With that background, let us consider the problem of what it means to "steal
an idea" in the context of free software, specifically ALICE and AIML
business plans. We have published a list of Top 10 "killer apps" for AIML
partly for the reason that these ideas have been in the idea for so long and
held by so many people and it is almost impossible to say who "thought of"
the concept of, for example, a celebrity bot, first.
One of the first celebrity bots was the John Lennon bot by David Maggin.
Forget about the legal arguments for a second. As an ethical matter among
professional botmasters, we all respect the fact that "John Lennon" is
taken. Anyone else creating another John Lennon AIML bot might justifiably
be criticized for stealing David's idea. There may be nothing anyone can
do, David may or may not have the proper legal protections on the name "John
Lennon", but in our heart of hearts we know, and in the long view of
history, David Maggin made the first John Lennon bot.
But suppose Joe Jones approaches me and says, "I have a great idea for a
Marilyn Monroe bot," and no one else has yet created a Marilyn Monroe bot.

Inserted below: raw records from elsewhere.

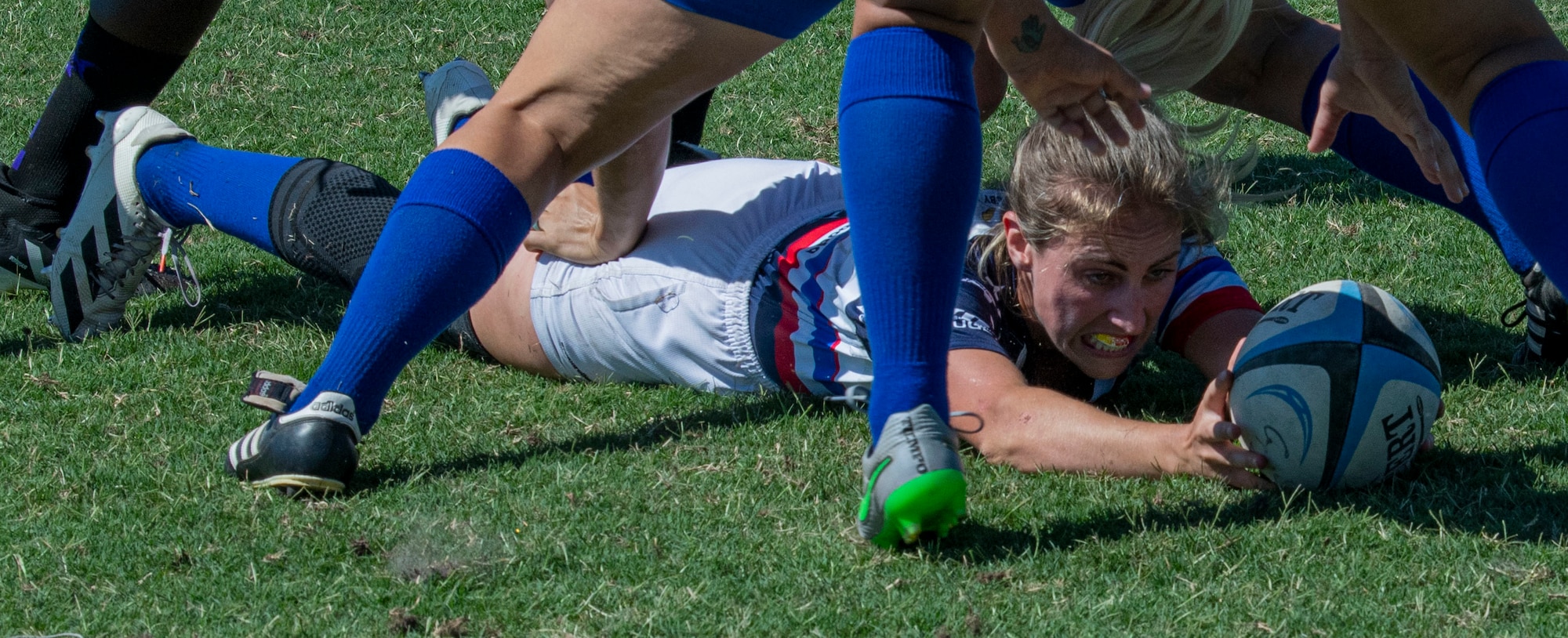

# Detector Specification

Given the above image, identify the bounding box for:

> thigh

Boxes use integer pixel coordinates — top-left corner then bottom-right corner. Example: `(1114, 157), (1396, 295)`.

(1345, 0), (1568, 122)
(442, 0), (784, 208)
(855, 0), (985, 44)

Then Joe Jones disappears for a couple of years. Later, Jane Jackson
appears on the mailing list and announces that she has completed and
released the Marilyn Monroe bot. It may emerge that in private
conversations, Jane and I had talked about celebrity bots, and I had even
mentioned the name, "Marilyn Monroe." Or suppose I had even said, "This
guy Joe Jones told me he was going to work on a Marilyn Monroe bot."
Knowing that Joe Jones and I had no NDAs or other confidentiality
agreements, did I do anything wrong? Joe Jones now reappears and accuses me
and Jane of stealing his idea. Of course, he has not implemented the
Marilyn Monroe bot. Jane may have written 40,000 Marilyn Monroe categories
and Joe zero, but he still claims it was his idea and we stole it. Some
Joe Jonses might even claim that I gave away the whole idea of celebrity
bots to Jane.
In conclusion, my standard for stealing ideas in the world of AIML is
evolving toward something more like plagiarism than patent infringement.
Building bots is more about work than ideas. If Joe Jones had written an
AIML set and owned the exclusive copyright, and then that content appeared
in Jane's bot, it would be no different than lifting text from a novel or a
newspaper. But if Joe Jones only had the idea for the same kind of bot, I
don't think he can claim that Jane stole anything. There should be some
hard documentable evidence for the alleged theft, such as side-by-side
comparisons of AIML templates. A vague comparison of "his idea" and "my
idea" hardly constitutes such evidence.